Yeni Ahit’te, Paulus, Yakup, Luka ve Yuhanna’nın, inananları dünyevi yaşamdan nefret etmeye çağırdığı pasajların listesi uzar gider. Bu tema sürekli yinelenir: Bu yaşam iğrençtir, yaşam bir sürgündür ve bizim, onun mümkün olduğunca kısa sürmesini dilememiz gerekir. “Canımı hiç önemsemiyorum, ona değer vermiyorum,” der Aziz Paulus, Eski Ahit’in pek
çok metnine karşılık vererek.
İlk Hıristiyan kuşaklar, zulümler sırasında bunu çok iyi anlar ve tereddüt etmeden ölüme koşarlar. “Ölümü göze alacak kadar vazgeçmişlerdi can sevgisinden” der Aziz Yuhanna, I. yüzyılın sonunda ve “İsa’ya tanıklık ve Tanrı’nın sözü uğruna başı kesilenleri” cennete yerleştirir.

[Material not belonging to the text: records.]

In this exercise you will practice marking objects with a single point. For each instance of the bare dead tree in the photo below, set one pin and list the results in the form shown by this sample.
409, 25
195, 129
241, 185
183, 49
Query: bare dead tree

II. yüzyılda, Aziz Justin, Apologie’sinde, ölüme koşan Hıristiyanları göklere çıkarır, III. yüzyılın başında da, Tertullianus ve Montanistler gönüllü şehitliği överler. Şehitlerin işler’i, kendini bırakan ya da otoritelere yanıt olarak tereddüt etmeden ölümü seçen Hıristiyan örnekleriyle doludur.
Hıristiyanlık, bu “dünya" yaşamının iğrenç olduğunu ve
Tanrı’ya ve sonsuz yaşama kavuşmak için ölmeye can atmak gerektiğini ileri süren karmaşık bir ortamda doğar ve gelişir.